Of the 11 patients with well-differentiated hepatocellular carcinoma, six had a positive result with 18F-fluorocholine alone, whereas 18F-FDG never produced stand-alone positive results; corresponding site-based sensitivity was 94 percent for 18F-fluorocholine and 59 percent for 18F-FDG.
The researchers also found that the detection rate of 18 sites corresponding to other malignancies was 78 percent for 18F-fluorocholine and 89 percent for 18F-FDG. In nonmalignant sites, 18F-fluorocholine appeared less specific than 18F-FDG (62 vs. 91 percent) because of uptake by focal nodular hyperplasia.

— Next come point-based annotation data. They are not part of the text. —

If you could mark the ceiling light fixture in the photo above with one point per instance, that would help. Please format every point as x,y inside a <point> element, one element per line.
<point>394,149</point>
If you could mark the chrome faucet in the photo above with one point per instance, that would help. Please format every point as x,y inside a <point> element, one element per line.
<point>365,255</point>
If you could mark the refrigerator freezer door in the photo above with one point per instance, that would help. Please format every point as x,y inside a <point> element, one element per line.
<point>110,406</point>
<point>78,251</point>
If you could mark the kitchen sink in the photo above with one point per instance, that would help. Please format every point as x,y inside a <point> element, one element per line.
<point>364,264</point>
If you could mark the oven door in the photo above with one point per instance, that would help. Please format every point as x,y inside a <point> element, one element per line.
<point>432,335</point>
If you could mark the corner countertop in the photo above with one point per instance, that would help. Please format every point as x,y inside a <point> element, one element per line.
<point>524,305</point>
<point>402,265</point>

The study confirmed that 18F-fluorocholine PET/CT was able to detect hepatocellular carcinoma in liver nodules, even of subcentimeter size, and demonstrated that 18F-fluorocholine was more sensitive than 18F-FDG for detecting well-differentiated hepatocellular carcinoma. In contrast, the sensitivity of 18F-fluorocholine and 18F-FDG PET/CT was not significantly different in the case of less differentiated hepatocellular carcinoma.
Thus 18F-fluorocholine appears to be a useful PET/CT tracer for the detection and surveillance of hepatocellular carcinoma; however, performing PET/CT with both radiopharmaceuticals seems to be the best option, concluded Noël and colleagues.